Fiona shook her head. “I don’t know what you believe you saw, Mr. MacLir,” she began.
“I saw someone use magic to make the man they were running from turn around and leave,” Sean replied. “That’s exactly what I’ve been trying to find. Someone who has that kind of ability.”
“I assure you,” Fiona said, “that was no magic. Just a man deciding to go back into the church.” She reached for her bag, but he kept it out of her reach. “Mr. MacLir, I insist you give me my bag at once.”
“Why don’t I find your friend and we’ll all have a nice little talk about it?” Sean asked.
“You are no gentleman.” Fiona glared at him. “I do not have time for this,” she added, glancing back at the church.
“Then, maybe we should both take that ferry,” Sean suggested. “I need your help and I think you may need mine.”
She was about to object, when Riordan walked over and rubbed against Sean’s leg.
“Even your cat like me,” Sean pointed out, “which may seem odd once you hear my story.”
Fiona glanced at Riordan and shrugged. “Very well, you can come with us,” she said, looking at Sean, “but we must get on the boat without him knowing about it.”
“Leave that to me,” Sean replied.
Fiona nodded, wondering what she had gotten herself into as they walked around the side of the Abbey and back towards the dock.

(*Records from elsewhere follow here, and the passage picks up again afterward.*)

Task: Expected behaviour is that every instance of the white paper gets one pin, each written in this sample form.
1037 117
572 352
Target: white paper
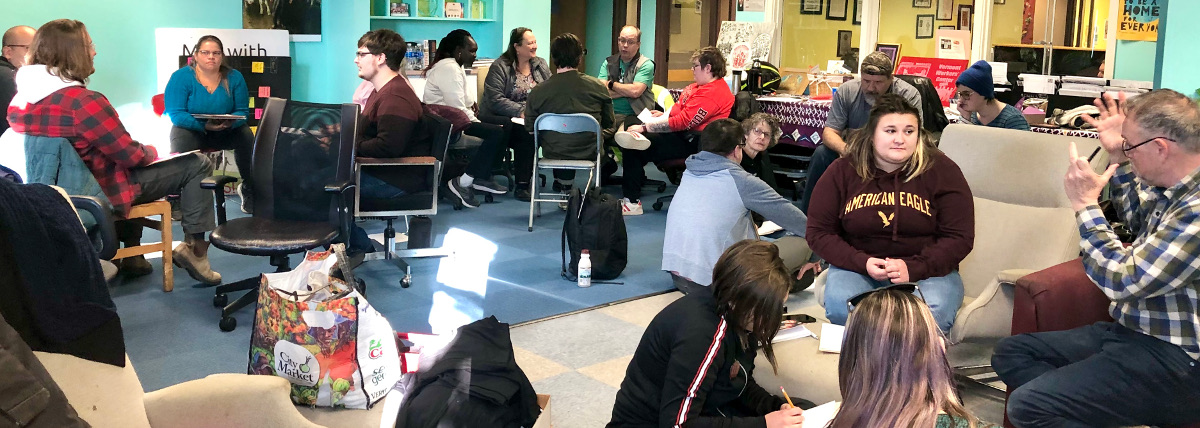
821 415
999 72
831 338
797 332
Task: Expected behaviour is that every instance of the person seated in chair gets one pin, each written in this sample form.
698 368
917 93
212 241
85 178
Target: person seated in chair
1140 369
850 110
445 84
209 86
977 101
893 210
672 137
52 101
892 369
695 363
568 91
711 210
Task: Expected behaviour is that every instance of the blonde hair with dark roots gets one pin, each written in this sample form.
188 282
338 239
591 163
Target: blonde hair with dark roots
893 371
861 144
63 48
750 284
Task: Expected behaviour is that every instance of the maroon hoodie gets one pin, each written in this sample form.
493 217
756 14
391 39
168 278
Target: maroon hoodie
928 222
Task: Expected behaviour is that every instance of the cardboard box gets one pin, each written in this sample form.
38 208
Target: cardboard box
544 421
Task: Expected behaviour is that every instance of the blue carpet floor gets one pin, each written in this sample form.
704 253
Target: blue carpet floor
501 270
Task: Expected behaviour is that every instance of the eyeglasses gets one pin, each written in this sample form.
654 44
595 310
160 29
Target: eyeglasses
911 288
1126 148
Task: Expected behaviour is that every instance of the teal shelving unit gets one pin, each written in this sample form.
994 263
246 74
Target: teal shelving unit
486 29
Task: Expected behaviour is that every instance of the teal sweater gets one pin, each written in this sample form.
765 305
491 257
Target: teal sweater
186 96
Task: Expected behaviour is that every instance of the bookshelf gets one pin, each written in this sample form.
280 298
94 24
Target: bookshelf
486 29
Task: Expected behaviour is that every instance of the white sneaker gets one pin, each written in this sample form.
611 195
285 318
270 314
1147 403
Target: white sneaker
630 140
630 209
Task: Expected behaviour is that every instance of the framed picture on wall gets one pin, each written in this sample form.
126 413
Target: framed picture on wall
924 26
810 6
835 10
945 10
845 38
891 49
966 12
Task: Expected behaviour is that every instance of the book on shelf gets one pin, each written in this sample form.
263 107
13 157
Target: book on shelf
453 10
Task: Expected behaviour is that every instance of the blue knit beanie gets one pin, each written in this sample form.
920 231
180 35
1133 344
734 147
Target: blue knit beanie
978 78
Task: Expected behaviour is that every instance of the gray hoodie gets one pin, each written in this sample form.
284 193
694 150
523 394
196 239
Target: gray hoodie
711 211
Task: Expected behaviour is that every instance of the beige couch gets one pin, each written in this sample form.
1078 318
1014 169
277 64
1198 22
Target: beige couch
1024 223
108 396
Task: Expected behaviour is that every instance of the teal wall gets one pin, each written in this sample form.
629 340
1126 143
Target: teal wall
1135 60
1177 60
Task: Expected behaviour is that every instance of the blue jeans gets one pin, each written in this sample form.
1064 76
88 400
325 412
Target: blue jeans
942 294
1098 375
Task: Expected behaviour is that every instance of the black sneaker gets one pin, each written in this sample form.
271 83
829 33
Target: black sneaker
247 199
489 186
465 194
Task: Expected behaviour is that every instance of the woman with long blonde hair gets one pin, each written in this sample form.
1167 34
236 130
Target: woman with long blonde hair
893 371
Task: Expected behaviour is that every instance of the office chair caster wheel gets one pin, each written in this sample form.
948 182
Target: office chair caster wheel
228 324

Sean motioned for Fiona to stay where she was, then moved to the side of the building and looked around the corner. The ferry was pulling in and people were waiting to board. As his gaze traveled across the faces, he recognized one in particular.
“He’s here,” he said, turning back to Fiona. “Right at the front of the crowd. Any chance we could take the train to Dublin instead?”
Fiona shook her head. “It has to be England. I have an appointment there tonight, and I can’t be late.”